Баграт ловит в линзу рюмочного прицела голые коленки. Коленки мельтешат на морозе, раскидывают на ходу полы цигейкового полушубка. Баграт несет коленки в рюмке до входа в ресторан, потом шумно выдыхает и опрокидывает себе в горло напиток с растворенным в нем привкусом снега, коленок и хот-догов. Не дышит. Вытаскивает из высокой подставки длинную соломку черного сухаря, но не откусывает от промасленной чесночной гренки, а старательно втягивает носом прогорклый ржаной аромат.
– Нет, ну ты сам посуди, – продолжает Алексей. – Мне за тридцать. Я работу найти так и не смог, тебя лишь ноги кормят.
– Пока вроде досыта.
– Пока да, но ноги не железные.
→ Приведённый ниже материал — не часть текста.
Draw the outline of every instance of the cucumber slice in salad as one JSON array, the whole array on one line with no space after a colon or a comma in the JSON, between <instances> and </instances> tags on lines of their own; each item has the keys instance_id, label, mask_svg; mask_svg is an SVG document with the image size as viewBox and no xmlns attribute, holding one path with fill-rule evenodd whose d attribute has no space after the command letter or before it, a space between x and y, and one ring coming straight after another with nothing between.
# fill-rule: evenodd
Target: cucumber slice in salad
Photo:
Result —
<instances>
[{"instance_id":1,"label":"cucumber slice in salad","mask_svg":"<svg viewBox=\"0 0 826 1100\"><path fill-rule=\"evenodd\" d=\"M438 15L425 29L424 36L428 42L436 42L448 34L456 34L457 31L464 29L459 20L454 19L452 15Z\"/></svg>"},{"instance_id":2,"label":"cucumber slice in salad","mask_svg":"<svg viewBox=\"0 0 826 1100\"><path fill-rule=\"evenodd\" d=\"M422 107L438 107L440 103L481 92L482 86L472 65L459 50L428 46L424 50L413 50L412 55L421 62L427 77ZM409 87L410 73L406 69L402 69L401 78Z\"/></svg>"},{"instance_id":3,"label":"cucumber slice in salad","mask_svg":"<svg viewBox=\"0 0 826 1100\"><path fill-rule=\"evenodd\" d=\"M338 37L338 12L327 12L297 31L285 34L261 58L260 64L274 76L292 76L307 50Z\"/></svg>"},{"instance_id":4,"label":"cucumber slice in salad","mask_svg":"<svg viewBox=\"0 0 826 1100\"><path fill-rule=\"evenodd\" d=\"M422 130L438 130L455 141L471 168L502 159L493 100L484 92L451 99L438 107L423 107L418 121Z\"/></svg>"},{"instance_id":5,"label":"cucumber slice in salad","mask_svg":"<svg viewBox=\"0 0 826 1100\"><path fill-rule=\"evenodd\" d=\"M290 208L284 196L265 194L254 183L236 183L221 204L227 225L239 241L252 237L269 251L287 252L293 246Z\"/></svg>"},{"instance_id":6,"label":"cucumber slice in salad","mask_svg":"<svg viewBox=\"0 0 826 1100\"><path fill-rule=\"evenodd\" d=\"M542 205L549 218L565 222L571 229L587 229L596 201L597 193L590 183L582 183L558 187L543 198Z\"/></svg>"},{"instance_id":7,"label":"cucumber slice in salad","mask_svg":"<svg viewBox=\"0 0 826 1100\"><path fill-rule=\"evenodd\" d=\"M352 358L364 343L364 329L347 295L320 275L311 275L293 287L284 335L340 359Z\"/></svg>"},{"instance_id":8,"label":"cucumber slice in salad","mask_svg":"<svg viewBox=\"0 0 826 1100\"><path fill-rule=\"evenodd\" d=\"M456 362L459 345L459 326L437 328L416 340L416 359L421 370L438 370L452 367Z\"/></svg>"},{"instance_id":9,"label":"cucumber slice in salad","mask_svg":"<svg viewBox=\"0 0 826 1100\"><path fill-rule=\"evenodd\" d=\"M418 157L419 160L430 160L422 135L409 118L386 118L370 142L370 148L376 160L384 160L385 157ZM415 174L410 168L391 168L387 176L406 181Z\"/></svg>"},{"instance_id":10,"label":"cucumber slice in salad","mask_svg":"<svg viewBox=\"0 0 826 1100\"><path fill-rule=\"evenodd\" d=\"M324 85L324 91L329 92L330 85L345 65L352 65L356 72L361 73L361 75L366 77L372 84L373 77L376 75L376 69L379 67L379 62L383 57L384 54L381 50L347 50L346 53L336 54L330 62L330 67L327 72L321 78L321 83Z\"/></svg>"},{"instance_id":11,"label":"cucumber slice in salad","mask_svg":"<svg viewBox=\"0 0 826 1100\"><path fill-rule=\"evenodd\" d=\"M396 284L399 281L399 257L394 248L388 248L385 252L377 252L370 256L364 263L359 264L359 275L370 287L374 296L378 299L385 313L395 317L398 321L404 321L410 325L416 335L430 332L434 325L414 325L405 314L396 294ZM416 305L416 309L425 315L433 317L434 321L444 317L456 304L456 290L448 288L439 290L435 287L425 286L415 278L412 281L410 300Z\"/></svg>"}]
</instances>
Все, кто из нашей группы еще работает, получают как практиканты.
– Потому и работают еще.
– Это как?
– Это просто. У нас в институте на военной кафедре умный капитан преподавал, и, когда мы возмущались, зачем новоиспеченных инженеров на два года отправляют отдавать воинский долг, он очень доходчиво объяснял, что в армии лейтенантских должностей полно, а полковничьих мест гораздо меньше. Даже картинку рисовал – пирамидка с основанием из лейтенантов. Доказывал, что выпускники вузов – идеальные лейтенанты. Два года послужили, потерлись в основании пирамиды рабочими лошадками, и до свидания, мальчики. Нечего тут с кадровыми военным задницами толкаться в узких коридорах Генштаба.
– Двигай от армии к потерянному поколению, – попросил Алексей.
– Двигаю, тут недалеко. Жизнь, она от армии мало чем отличается: лейтенантских должностей полно, а генеральских – раз, два и обчелся.
– Глубокомысленно, – согласился Алексей.
В зал вошли две пылающие девушки – с синими коленками из рюмки Баграта и ее подружка. Принесенные с холода щеки уводят отлив румян ближе к сиреневому, носики просвечивают сквозь тональный крем морозно-пунцовым. Алексей любуется мягким наполнением свободных, крупно вязанных свитеров. Любуется, как кажется ему, незаметно. Баграт сидит ко входу спиной, вошедших не замечает. Девушки длинно растирают замерзшие пальцы, выискивают кого-то среди посетителей.